Kubo, salah satu mualaf Jepang yang tinggal di Tokyo menceritakan dulunya ia tumbuh dalam keluarga tanpa agama. Saat beribadah, keluarganya menyembah alam, seperti kebanyakan orang Jepang yang mempercayai Shinto. Sampai pada akhirnya ia mengenal Islam lewat pelajaran di sekolah. Dalam pelajaran sejarah, kurikulum Jepang memang mmperkenalkan semua kepercayaan di muka bumi. Ketika Islam dipelajari di kelas sejarah, hal tersebut sangat mengguncang jiwa Kubo.
Dalam wawancara di Aljazeera English Channel, Kubo menjelaskan jika ketertarikannya pada Islam berkembang saat dia membaca lebih banyak tentang sejarah Islam. Hal tersebut kian bertambah mana kala Kubo bertemu Muslim ekspatriat di Jepang. Sejak itu, dia mempertimbangkan untuk menjadi muslim. Ia kemudian bersiap pergi haji dan umroh ke Mekkah, untuk pertama kalinya. Baginya, pergi ke Mekah memiliki arti khusus. Dia merasa terhormat memiliki kesempatan untuk pergi ke Mekah.
Untuk menjalankan ibadah salat, Kubo harus menuju musala kecil di daerah Saitama. Karena muslim adalah minoritas di Jepang, tentu musala tak banyak bertebaran. Perjalanan menuju musala langganan Kubo, memakan waktu hingga dua jam. Musala tersebut dibangun oleh pekerja muslim asal Bangladesh. Kubo adalah satu-satunya etnis Jepang yang menjadi jemaah di musala tersebut.

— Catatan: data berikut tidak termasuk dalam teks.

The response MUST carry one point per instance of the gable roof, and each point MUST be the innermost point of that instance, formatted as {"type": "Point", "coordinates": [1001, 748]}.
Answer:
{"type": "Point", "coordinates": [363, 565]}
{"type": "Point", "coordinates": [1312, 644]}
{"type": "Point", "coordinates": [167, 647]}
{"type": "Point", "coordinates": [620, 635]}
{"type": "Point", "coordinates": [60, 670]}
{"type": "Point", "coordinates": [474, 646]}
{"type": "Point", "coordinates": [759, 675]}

Lain cerita dengan Abdullah Taki. Warga Jepang ini masuk Islam pada tahun 2006. Setahun setelahnya, ia menunaikan ibadah haji. Baginya, arti mengunjungi Kakbah bukan sekadar melihat bangunan tetapi mengunjungi rumah Allah, bertemu Tuhan. Ketika masih di dalam pesawat, tanpa sadar air matanya menetes kala mendengar pesawat telah mendekati kota Madinah. Ia merasakan kebahagiaan yang tak terlukiskan. Ia sangat tersentuh.
Bagi Kubo dan Abdullah Taki, menjadi mualaf haruslah total. Keduanya rela meninggalkan pekerjaan lamanya demi bisa menjalankan ritual ibadah umat Islam dengan baik. Karena menjadi muslim harus salat lima waktu, berpuasa ramadan, menunaikan ibadah salat Jumat, maka hal tersebut sulit dicapai jika masih terus berada di perusahaan Jepang. Keduanya kemudian memilih pekerjaan yang lebih fleksibel.
Menjadi muslim adalah perjuangan. Dunia diibaratkan penjara bagi umat muslim. Rasa hampir menyerah barangkali bisa saja muncul. Tapi ingatlah, Allah telah mempersiapkan ganjarannya di akhirat kelak. Menjadi muslim di Jepang memang sulit tapi bisa diusahakan. Meski sulit, bukan menjadi alasan untuk menyerah.
Dalam perjuangan menjadi muslim di negeri minoritas tentu memerlukan kesabaran. Seorang muslim dapat memanen sabar dari berpuasa. Dalam sebuah hadis disebutkan jika orang yang menjalani puasa berarti menjalani kesabaran. Kesabaran dalam hal apakah?
Sabar dalam tiga hal :
(1) sabar dalam melakukan ketaatan kepada Allah
(2) sabar dalam meninggalkan yang haram
(3) sabar dalam menghadapi takdir yang terasa menyakitkan
Puasa mengajarkan kita tiga hal di atas. Dalam puasa tentu saja didalamnya ada bentuk melakukan ketaatan. Dengan berpuasa, kita menjauhi hal-hal yang diharamkan. Begitu juga dalam puasa seseorang berusaha bersabar dari hal-hal yang menyakitkan seperti menahan diri dari rasa lapar, dahaga, dan lemahnya badan. Itulah mengapa semakin kita khusyuk berpuasa, Allah akan limpahkan kesabaran berjuang dalam diri setiap muslim.